By Janice Fioravante
Hedge funds used to sell themselves on reputation and returns. But even the most sterling of the former and awe-inspiring of the latter isn’t likely to cut it in a world where the watchwords are liquidity, risk and transparency.
It used to be that if you created a good product and had good, consistent returns, money would find you,” Larry Smith, chief investment officer at Third Wave Global Investors, said. “Not in 2010.”
In the post-Madoff hedge fund world, “everyone’s a criminal” in the eyes of investors, according to Anthony Scaramucci of SkyBridge Capital.
“Investors were expecting absolute return and non-correlation versus equity—non-beta,” Chris Hannon, director of institutional sales at GAM USA, said at the recent State of the Hedge Fund Industry conference, organized by FINalternatives and Capital Markets Consortium. “These days, clients want to know about operations and investor due diligence.”

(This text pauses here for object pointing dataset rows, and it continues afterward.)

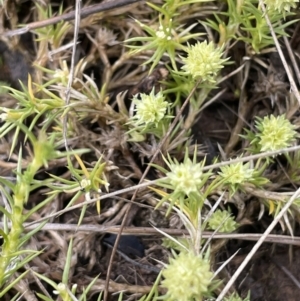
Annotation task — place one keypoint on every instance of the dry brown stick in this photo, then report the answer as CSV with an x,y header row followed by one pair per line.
x,y
85,12
149,231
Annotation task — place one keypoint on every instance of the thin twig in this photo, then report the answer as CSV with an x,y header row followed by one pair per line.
x,y
71,73
257,245
283,60
162,142
85,12
149,183
150,231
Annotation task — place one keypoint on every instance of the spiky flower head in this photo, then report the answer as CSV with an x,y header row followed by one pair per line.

Hedge funds have traditionally been loathe to deal in such specifics, earning the industry a well-deserved reputation for secrecy. And in the past, they’ve had the leverage to withhold information, as investors were loathe to part ways with star managers over a little thing like lack of transparency. No more. Investors—particularly the increasingly important institutional investors, led by public pension plans—aren’t taking “no” for an answer.
“If you won’t play, you are simply cutting yourself off,” Bruce Ruehl, principal of advisory services at consulting firm Aksia, said. “Investors today not only want to meet the principal manager and several other leading strategists. They want to eyeball the performance analytics on names in your portfolio.”
“We’re seeing a permanent change in investors’ mindsets,” Hannon added.
Another important factor is openness with regulators. Investors want to see that a manager has nothing to hide from the Securities and Exchange Commission. “Every hedge fund manager should be SEC registered,” even though it isn’t required—yet, Gena Lovett, founder of fund of hedge funds firm Little Wolf Capital, said.
Investors want something else, as well: to pay less. “2010 has brought a break in the upward creep of from 2 and 20 across the board in 2008,” Ruehl said. And that’s especially true for funds of hedge funds, rumors of whose “demise” are “premature,” according to Ruehl.
“Along with liquid underlying instruments, more reasonable fee structures are in vogue,” Third Wave’s Smith said. “Any new launch is offering much lower management fees of under 1% with a lot of carry.”
The brave new world for hedge funds is also increasingly hard on smaller hedge funds. There are signs that a greatly anticipated consolidation of the industry is beginning. What’s more, some smaller managers are calling it quits as the bulk of new money flows into larger hedge funds.
“It’s not a meritocracy,” Eric Rosenfeld, CEO of Crescendo Partners, said.
“A smaller manager may be the best in class,” Alan Glatt of placement firm Protocol Capital Management said. “But,” if you want to raise any money, “you are going to have to operate as if you are larger.”
One way to do so is to use top-notch servicer providers, according to Concept Capital’s Rob Davis.
“It’s possible to have the same advantages as the larger firms in using the mini- and micro-primes, which these days are very competent and offer as comprehensive services as the big-name larger brokerages,” he said.
“Remember that Madoff used no-name service providers, so if you use as your prime broker any name that is well-known and safe, you’re ahead of the curve,” said Daniel Solomon, president of Lyford Group International. And smaller firms may have no choice but to turn to well-known mini-primes. “The top tier-brokers don’t really want the smallest firms,” he said.
“You have to display that your fund has what [institutional investors] are looking for,” said Nan Mead, vice president of client development at fund of funds firm IAM Research, the New York subsidiary of London-based International Asset Management. These things include a stable team, a well thought-out due diligence questionnaire, audited financials from a reasonably well-known accounting firm, and the ability to build a top-notch back office.